With Britain having recovered and on the crest of yet another social shift, we enter the second gallery. Here, Omstak chair can be opposed to Allen Jones 1969’s furniture, an unpractical set which features a fetish life-size woman sculpture chair. The subversive spirit defined the cultural landscape and the new Diploma in Art and Design was key for it. The pioneering and irreverent approach of art students blurred the boundaries between the gritty cool street culture attitude and professional art. Fashion, magazines, photography, record covers and films from the 1960s to the 1990s, everything mixes in this space following the subversive style of British designers. In fashion we can find iconic pieces that defined an era, like Mary Quant ‘s pop mini dress, Terry de Havilland´s disco platform sandals, Vivienne Westwood’s punk bondage t-shirt and an impressive Alexander McQueen gown. But everything collides, blends and overlaps. Fashion and music combine in stage costumes such as David Bowie’s asymmetric suit by Kansai Yamamoto. Music and photography go hand in hand with Peter Saville’s record sleeve designs for Factory Records, and photography and cinema merge in Michelangelo Antonioni’s 1967 film Blow-Up. British musicians, photographers, and designers flirted with many disciplines given that most of them had trained and met at art school, and therefore benefited from avant-garde collaborations.

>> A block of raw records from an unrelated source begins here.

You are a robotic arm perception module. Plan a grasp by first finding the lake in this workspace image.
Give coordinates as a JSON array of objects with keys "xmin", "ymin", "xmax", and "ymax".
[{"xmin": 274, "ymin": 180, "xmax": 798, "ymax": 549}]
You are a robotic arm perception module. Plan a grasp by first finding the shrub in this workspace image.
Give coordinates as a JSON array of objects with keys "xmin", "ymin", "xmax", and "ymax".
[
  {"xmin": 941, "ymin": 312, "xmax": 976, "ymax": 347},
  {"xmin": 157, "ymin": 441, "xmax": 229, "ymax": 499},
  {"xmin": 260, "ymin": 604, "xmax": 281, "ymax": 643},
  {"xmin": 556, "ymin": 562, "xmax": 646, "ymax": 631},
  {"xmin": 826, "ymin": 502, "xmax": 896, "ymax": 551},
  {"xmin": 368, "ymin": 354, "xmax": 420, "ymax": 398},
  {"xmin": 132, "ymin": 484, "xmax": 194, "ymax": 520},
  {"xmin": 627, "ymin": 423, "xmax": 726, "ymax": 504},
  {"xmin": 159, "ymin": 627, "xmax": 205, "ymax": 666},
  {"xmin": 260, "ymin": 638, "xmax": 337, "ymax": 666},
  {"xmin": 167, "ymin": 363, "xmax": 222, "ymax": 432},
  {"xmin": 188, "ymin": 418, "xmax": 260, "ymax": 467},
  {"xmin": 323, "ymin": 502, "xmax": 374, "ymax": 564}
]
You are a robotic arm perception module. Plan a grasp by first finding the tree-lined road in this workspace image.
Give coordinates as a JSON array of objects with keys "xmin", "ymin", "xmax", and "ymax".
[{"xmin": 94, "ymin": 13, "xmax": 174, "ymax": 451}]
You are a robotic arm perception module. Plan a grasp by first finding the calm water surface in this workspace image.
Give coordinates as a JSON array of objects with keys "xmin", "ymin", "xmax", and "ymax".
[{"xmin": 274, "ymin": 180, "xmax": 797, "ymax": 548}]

After this flood of underground design, we come into the last part of the exhibition, ostensibly presided by a 25 foot scale Concorde model. This is the Innovation and Creativity gallery, a space which offers an exploration into the decline of British manufacturing and the rise of creative industries: design consultancy, advertising and new technology. Britain is presented as pioneer in industrial design, technology and architecture, and the creator of some of the most important objects, technologies and buildings of the last half of the century. A Moulton stowaway 1964 bicycle and a Marshall 1961 transistor radio show how British pragmatism opposed the more glamorous designs from America, Germany and Italy. But the most celebrated and fiercely debated field of British design is architecture. A reflection of this is the bold Norman Foster and partners building situated in 30st Mary Axe, informally known as the Gherkin, which is a centrepiece of the London skyline.
In 1948 London hosted the first Olympic Games after the Second World War. This year Britain welcomes them once more, but while the spirit remains, the context in which they are taking place has completely changed. The aim of this V&A exhibition is to reveal how British designers have responded to economic, political and cultural forces that have fundamentally shaped the situation the Country lives in today. This display is a wide showcase of British design heritage, with ranges that vary from the seemingly ordinary to the frankly admirable pieces. Even though in terms of design the last gallery is the most impressive, the other two are necessary and possibly more enjoyable. Design areas, scenes and chronologies overlap throughout the exhibition, making it hard to follow a timeline, but if one thing has been clear it is that non-conformity and eclecticism are foundations of the British design presence.